ADR-063: WASM Executable Nodes — Deterministic Compute at the Edge

Status: Accepted Date: 2026-02-27 Authors: RuVector Team Deciders: ruv Supersedes: N/A Related: ADR-059 (Shared Brain Google Cloud), ADR-060 (Shared Brain Capabilities), ADR-062 (Brainpedia Architecture)

1. Context

The Shared Brain stores knowledge as embeddings and serves MicroLoRA weights. But the embedding pipeline — structured hash features, LoRA transform, L2 normalization — runs only on the server and in the local MCP client. Browser users, edge appliances, and third-party integrations cannot produce compatible embeddings without reimplementing the pipeline.

WASM solves this. A signed WASM module that implements feature extraction can run identically in the browser, on the appliance, and on the server. The same bytecode, the same results, cryptographically verified.

This ADR defines the WASM node architecture: how nodes are built, signed, served, executed, and integrated with the Shared Brain and MicroLoRA pipeline.

2. What WASM Nodes Enable

2.1 Executable Knowledge Pages

A Brainpedia entry can include a small WASM module that validates, scores, normalizes, or transforms content locally. Knowledge becomes executable, not just readable.

2.2 Deterministic Verification

The same scoring and feature extraction runs in browser, on the appliance, and on the server with identical results. No "works on my machine" for embeddings.

2.3 Safer Public Compute

WASM with capability gating lets untrusted users run brain logic without server-side code execution. Pure compute only — no filesystem, no network, no clock access.

3. Node Architecture

3.1 WASM Segment Type

WASM nodes are signed RVF artifacts. They use the existing RVF segment layout with a new segment type for WASM bytecode.

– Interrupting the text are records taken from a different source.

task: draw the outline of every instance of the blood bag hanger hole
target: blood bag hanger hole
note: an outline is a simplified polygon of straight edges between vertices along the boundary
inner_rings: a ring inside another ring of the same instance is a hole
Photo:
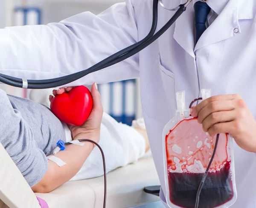
[[[205,100],[207,98],[209,98],[211,97],[211,93],[212,93],[212,90],[210,89],[202,89],[201,90],[201,93],[202,94],[202,99]]]
[[[179,114],[181,119],[189,116],[190,111],[186,108],[186,92],[184,91],[176,92],[176,101],[177,103],[177,113]]]
[[[179,114],[180,119],[188,118],[191,116],[191,110],[193,104],[197,101],[204,100],[211,97],[212,90],[210,89],[203,89],[201,90],[202,97],[193,100],[189,105],[188,109],[186,108],[186,92],[185,91],[176,92],[176,102],[177,104],[177,113]]]

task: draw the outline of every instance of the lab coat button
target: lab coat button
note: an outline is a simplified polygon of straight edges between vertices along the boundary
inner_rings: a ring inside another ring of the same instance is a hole
[[[234,32],[235,33],[238,33],[239,32],[239,30],[238,29],[238,28],[236,28],[234,29]]]

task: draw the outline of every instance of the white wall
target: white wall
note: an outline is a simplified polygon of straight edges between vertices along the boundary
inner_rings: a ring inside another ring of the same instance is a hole
[[[124,0],[28,0],[27,2],[29,6],[35,5],[42,8],[43,11],[42,23],[47,24],[50,22],[58,22],[86,11],[90,11],[96,14],[115,3],[123,1]]]

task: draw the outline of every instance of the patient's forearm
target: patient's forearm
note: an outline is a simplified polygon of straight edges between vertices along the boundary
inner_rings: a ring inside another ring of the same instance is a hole
[[[81,136],[81,138],[76,139],[85,138],[92,138],[92,137],[86,135],[86,137]],[[94,147],[94,145],[92,143],[88,142],[84,143],[83,146],[75,144],[67,146],[64,151],[60,151],[55,155],[66,163],[61,167],[59,167],[54,162],[48,160],[47,172],[44,178],[32,188],[34,192],[48,193],[75,176]]]

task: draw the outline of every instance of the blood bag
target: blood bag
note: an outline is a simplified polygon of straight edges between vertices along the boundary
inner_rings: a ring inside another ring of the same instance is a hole
[[[202,90],[202,95],[203,99],[208,98],[210,90]],[[167,204],[172,208],[229,207],[236,199],[233,139],[228,134],[219,134],[214,153],[216,136],[210,136],[197,118],[190,116],[190,110],[185,107],[185,92],[176,95],[176,116],[163,133]]]

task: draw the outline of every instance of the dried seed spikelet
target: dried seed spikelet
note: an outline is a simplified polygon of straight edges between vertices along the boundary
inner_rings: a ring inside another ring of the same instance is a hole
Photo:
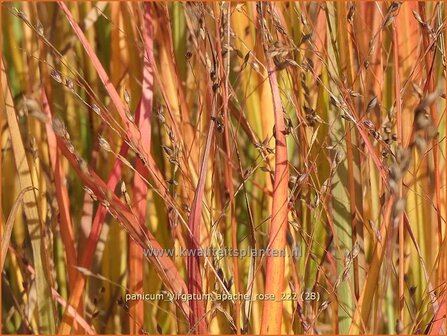
[[[127,90],[124,90],[124,101],[127,105],[130,105],[130,94]]]
[[[56,69],[51,69],[51,77],[58,82],[59,84],[62,84],[62,75],[59,71]]]
[[[101,109],[100,109],[99,106],[96,105],[95,103],[92,104],[92,110],[93,110],[97,115],[101,115]]]
[[[132,113],[130,113],[130,111],[126,111],[126,117],[131,123],[135,122],[135,117]]]
[[[36,31],[37,31],[37,34],[39,36],[41,36],[41,37],[43,37],[45,35],[45,31],[43,29],[43,25],[42,25],[42,23],[40,21],[37,21]]]
[[[53,118],[53,131],[56,134],[56,136],[64,139],[70,139],[68,136],[67,129],[65,128],[64,122],[59,119],[58,117]]]
[[[97,200],[98,200],[98,199],[96,198],[96,195],[95,195],[95,193],[93,192],[92,189],[90,189],[90,188],[87,187],[87,186],[84,186],[84,190],[85,190],[85,192],[91,197],[92,200],[94,200],[94,201],[97,201]]]
[[[121,181],[121,193],[123,194],[124,200],[126,201],[126,204],[130,207],[130,196],[127,192],[126,183],[124,181]]]
[[[65,85],[71,90],[74,91],[74,83],[70,78],[65,78]]]
[[[377,96],[374,96],[366,106],[366,111],[372,110],[374,107],[377,106]]]
[[[108,141],[103,137],[103,136],[99,136],[98,137],[99,140],[99,146],[105,150],[106,152],[111,152],[112,148],[110,147],[110,144],[108,143]]]

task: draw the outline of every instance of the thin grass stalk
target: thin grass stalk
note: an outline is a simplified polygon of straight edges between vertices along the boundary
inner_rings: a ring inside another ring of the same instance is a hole
[[[144,4],[144,66],[143,66],[143,88],[142,98],[139,105],[139,111],[137,112],[137,123],[140,129],[140,133],[144,134],[141,139],[141,145],[145,152],[150,152],[151,149],[151,119],[152,119],[152,100],[153,100],[153,69],[151,67],[150,59],[153,57],[153,25],[151,18],[151,6]],[[137,159],[136,162],[137,171],[144,170],[144,163]],[[134,177],[134,200],[135,211],[137,212],[137,218],[142,225],[145,225],[146,221],[146,206],[147,206],[147,192],[148,186],[140,175],[135,174]],[[137,242],[131,240],[129,246],[129,286],[133,293],[139,293],[143,290],[143,251]],[[144,303],[142,301],[137,302],[131,308],[131,328],[132,334],[137,334],[141,330],[141,325],[144,322]]]
[[[267,65],[270,87],[272,91],[275,117],[275,170],[273,177],[273,205],[269,229],[269,248],[283,251],[286,247],[286,231],[288,224],[288,181],[287,145],[283,107],[273,60],[268,53],[269,37],[264,24],[264,5],[257,4],[259,26],[261,27],[262,44]],[[268,256],[265,279],[265,293],[273,294],[275,301],[265,301],[262,310],[262,334],[280,334],[282,324],[282,301],[284,286],[284,257]]]
[[[4,103],[6,104],[6,116],[9,126],[12,141],[14,159],[17,170],[19,172],[19,182],[22,188],[31,187],[35,189],[31,177],[31,166],[28,164],[28,160],[25,155],[25,148],[20,135],[19,126],[17,123],[17,116],[14,111],[14,102],[11,93],[7,86],[6,70],[3,65],[3,59],[1,60],[2,82],[4,87],[3,96],[5,96]],[[41,222],[40,214],[38,211],[37,196],[35,191],[28,192],[24,195],[25,202],[25,216],[28,221],[28,230],[31,237],[31,246],[33,250],[34,265],[37,269],[36,274],[36,287],[38,296],[41,301],[38,303],[38,317],[39,317],[39,332],[41,333],[54,333],[55,332],[55,317],[54,306],[51,301],[51,294],[49,284],[51,282],[50,272],[48,272],[48,260],[44,253],[44,241],[43,241],[43,223]]]

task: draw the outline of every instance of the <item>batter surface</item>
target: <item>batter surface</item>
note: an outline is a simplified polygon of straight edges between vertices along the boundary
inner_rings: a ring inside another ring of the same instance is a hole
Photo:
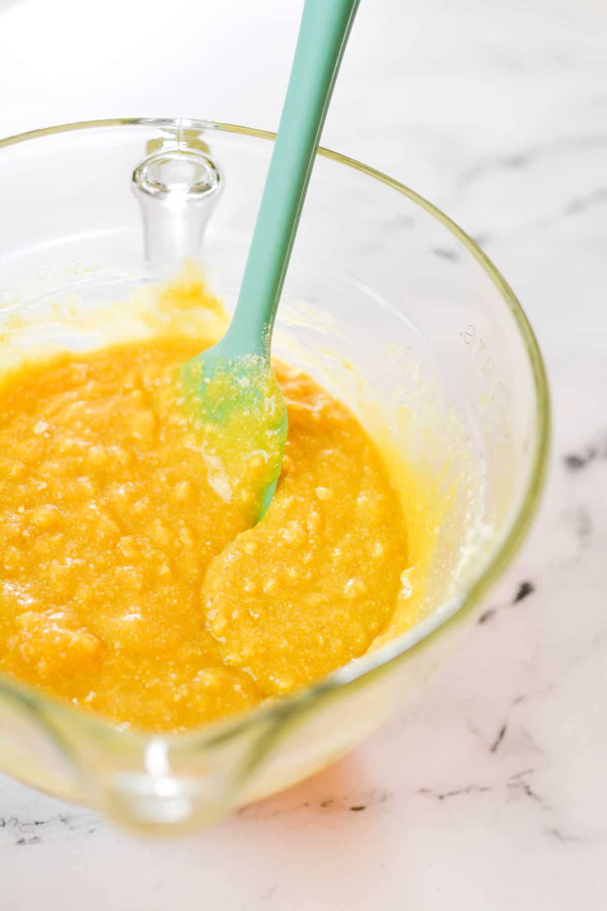
[[[200,340],[23,367],[0,388],[0,671],[116,722],[183,731],[362,655],[407,566],[359,423],[280,365],[282,474],[254,527],[176,394]]]

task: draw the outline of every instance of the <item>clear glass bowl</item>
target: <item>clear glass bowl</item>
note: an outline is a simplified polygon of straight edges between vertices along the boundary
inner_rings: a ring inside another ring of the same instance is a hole
[[[28,314],[56,300],[86,314],[110,292],[170,270],[185,251],[197,254],[207,221],[202,259],[229,308],[273,138],[206,121],[122,119],[0,142],[0,326],[15,326],[15,314],[24,325],[0,348],[0,369],[26,356]],[[202,158],[188,164],[190,153]],[[157,159],[165,154],[168,163]],[[223,193],[207,193],[207,179],[225,184]],[[193,221],[190,203],[206,207]],[[147,234],[142,213],[153,221]],[[64,332],[56,308],[47,307],[43,326],[49,351],[90,343]],[[276,351],[329,384],[341,371],[339,394],[360,410],[347,369],[354,363],[394,425],[393,445],[420,466],[439,469],[455,437],[468,446],[477,468],[440,540],[427,616],[282,702],[178,736],[118,730],[0,677],[2,771],[131,827],[208,823],[349,750],[424,682],[477,616],[534,513],[550,425],[537,343],[492,263],[407,187],[320,149]]]

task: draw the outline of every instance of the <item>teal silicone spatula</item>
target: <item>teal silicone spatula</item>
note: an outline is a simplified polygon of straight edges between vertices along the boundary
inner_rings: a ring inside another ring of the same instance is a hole
[[[359,0],[306,0],[278,132],[242,285],[222,340],[183,368],[204,434],[210,483],[239,497],[255,523],[270,504],[287,408],[270,364],[276,312],[314,157]]]

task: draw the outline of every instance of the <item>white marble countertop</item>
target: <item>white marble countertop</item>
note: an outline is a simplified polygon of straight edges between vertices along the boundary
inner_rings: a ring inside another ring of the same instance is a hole
[[[0,131],[274,128],[299,8],[0,0]],[[484,622],[342,763],[188,840],[0,777],[1,907],[607,906],[606,47],[602,0],[362,0],[324,134],[477,237],[546,356],[548,490]]]

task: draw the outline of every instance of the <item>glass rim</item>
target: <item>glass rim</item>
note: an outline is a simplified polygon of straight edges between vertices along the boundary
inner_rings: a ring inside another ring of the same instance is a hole
[[[216,129],[224,133],[239,134],[253,138],[274,141],[276,133],[268,130],[242,127],[237,124],[222,123],[220,121],[202,120],[187,118],[109,118],[95,120],[79,120],[73,123],[59,124],[54,127],[45,127],[39,129],[18,133],[0,139],[0,150],[10,146],[27,142],[32,139],[43,138],[61,133],[77,132],[86,129],[99,129],[113,127],[150,127],[172,129]],[[338,668],[320,681],[308,684],[294,693],[284,697],[279,701],[269,705],[260,705],[255,709],[238,713],[209,724],[195,728],[183,733],[146,732],[137,729],[124,729],[116,723],[95,714],[89,714],[76,706],[48,696],[34,687],[0,675],[0,695],[8,697],[30,711],[35,718],[48,728],[48,733],[56,739],[58,732],[54,722],[59,722],[62,728],[76,727],[81,732],[102,739],[105,742],[117,738],[125,745],[127,741],[133,747],[142,748],[150,741],[162,740],[171,748],[171,752],[181,753],[182,750],[190,753],[197,748],[208,749],[214,743],[224,742],[242,733],[253,725],[266,722],[270,732],[280,728],[286,719],[293,714],[298,715],[311,709],[317,702],[324,701],[324,697],[336,693],[345,687],[358,687],[382,673],[406,655],[412,654],[426,648],[435,641],[440,632],[445,631],[455,623],[461,622],[478,604],[485,591],[499,578],[507,565],[522,543],[531,520],[537,511],[540,497],[547,475],[548,457],[551,442],[551,406],[548,378],[540,347],[531,326],[531,323],[521,306],[513,291],[503,278],[500,271],[491,262],[483,251],[475,243],[461,228],[437,206],[420,196],[415,190],[389,177],[387,174],[371,168],[369,165],[357,161],[355,159],[341,155],[324,147],[319,147],[318,154],[338,164],[358,170],[380,183],[390,187],[403,196],[408,197],[420,209],[428,212],[440,222],[473,256],[481,269],[489,276],[497,288],[500,295],[514,319],[520,337],[525,346],[528,362],[533,380],[535,393],[536,437],[532,454],[531,468],[527,480],[526,488],[521,506],[511,519],[510,526],[501,536],[501,543],[492,548],[489,555],[483,558],[478,568],[473,573],[473,580],[457,598],[441,605],[428,618],[415,624],[410,630],[398,636],[370,653],[363,655],[356,660],[349,661]],[[272,722],[276,722],[272,723]],[[264,739],[265,740],[265,739]],[[271,738],[273,742],[273,737]],[[61,739],[60,746],[65,752],[66,743]],[[263,745],[262,753],[267,747]],[[256,757],[257,759],[258,757]]]

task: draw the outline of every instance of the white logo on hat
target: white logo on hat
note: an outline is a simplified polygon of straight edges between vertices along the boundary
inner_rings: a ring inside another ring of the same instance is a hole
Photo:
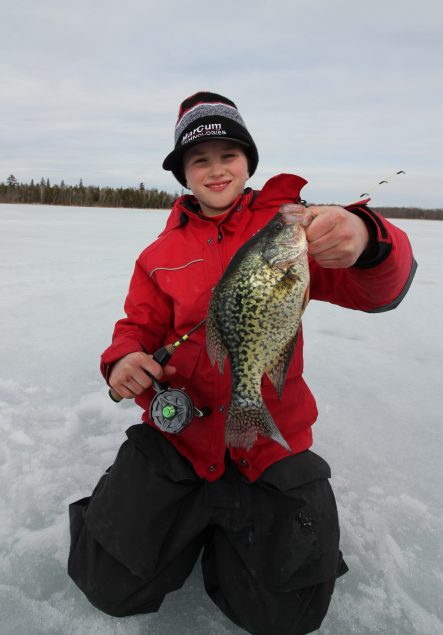
[[[223,136],[226,134],[226,130],[224,130],[221,123],[201,124],[200,126],[194,128],[194,130],[191,130],[190,132],[187,132],[185,135],[183,135],[181,145],[185,145],[190,141],[194,141],[195,139],[199,139],[200,137],[204,136],[215,137]]]

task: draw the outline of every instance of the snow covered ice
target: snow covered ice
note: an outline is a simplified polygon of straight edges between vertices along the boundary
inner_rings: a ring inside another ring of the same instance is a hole
[[[98,360],[166,216],[0,205],[2,635],[244,632],[207,598],[199,566],[159,613],[126,619],[93,608],[66,573],[68,504],[140,418],[108,398]],[[350,567],[321,635],[443,633],[443,222],[394,222],[419,263],[399,308],[311,302],[303,320],[313,449],[332,467]]]

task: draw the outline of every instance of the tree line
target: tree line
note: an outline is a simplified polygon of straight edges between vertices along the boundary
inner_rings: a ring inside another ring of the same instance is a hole
[[[0,203],[39,203],[41,205],[74,205],[79,207],[135,207],[161,209],[171,207],[178,194],[169,194],[144,183],[134,187],[97,187],[51,184],[42,178],[39,183],[19,183],[13,174],[0,183]]]
[[[182,190],[183,193],[183,190]],[[40,183],[19,183],[11,174],[0,183],[0,203],[39,203],[42,205],[74,205],[79,207],[133,207],[138,209],[168,209],[179,194],[169,194],[140,183],[133,187],[97,187],[83,185],[51,185],[49,179]],[[420,207],[377,207],[386,218],[417,218],[443,220],[443,209]]]

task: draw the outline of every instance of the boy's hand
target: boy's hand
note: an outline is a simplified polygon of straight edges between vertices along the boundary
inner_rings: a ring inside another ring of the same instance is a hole
[[[129,353],[116,362],[109,376],[109,385],[121,397],[134,399],[152,386],[152,379],[146,373],[149,371],[156,379],[163,375],[173,375],[173,366],[160,366],[146,353]]]
[[[309,254],[321,267],[352,267],[369,245],[364,221],[338,205],[310,205],[314,220],[306,229]]]

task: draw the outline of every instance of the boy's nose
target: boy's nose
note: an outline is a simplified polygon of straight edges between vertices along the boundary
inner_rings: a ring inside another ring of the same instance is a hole
[[[209,173],[211,176],[219,176],[220,174],[223,174],[224,173],[223,165],[219,163],[218,161],[214,161],[210,165]]]

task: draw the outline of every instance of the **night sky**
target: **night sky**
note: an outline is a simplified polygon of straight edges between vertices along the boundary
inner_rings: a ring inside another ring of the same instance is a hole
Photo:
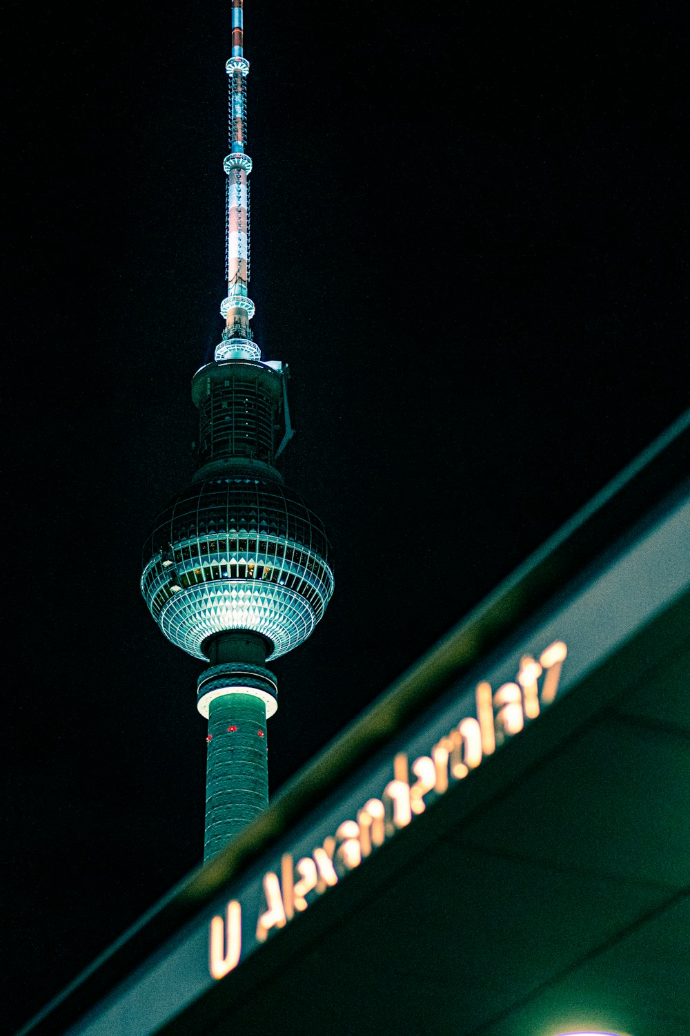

A node RVF container contains:

MANIFEST (0x05): Segment directory
META_SEG (0x07): Node name, version, description, interface schema
WASM_SEG (0x40): WASM bytecode (compiled, not WAT)
WITNESS_SEG (0x0A): SHAKE-256 hash chain (build → sign → publish)
CRYPTO_SEG (0x0C): Ed25519 signature over all segments

3.2 Hash Choice Consistency

Two hash functions serve distinct purposes:

SHA-256 for HTTP-layer integrity: X-Node-SHA256 header, wasm_sha256 in signed manifests, GCS content-addressed storage paths, browser cache keys. SHA-256 is conventional for HTTP caching and CDN infrastructure.

SHAKE-256 for RVF witness chains: all WITNESS_SEG entries use SHAKE-256 to maintain consistency with the global RVF witness chain convention (ADR-058). Witness chains are internal to the RVF container format, not exposed via HTTP.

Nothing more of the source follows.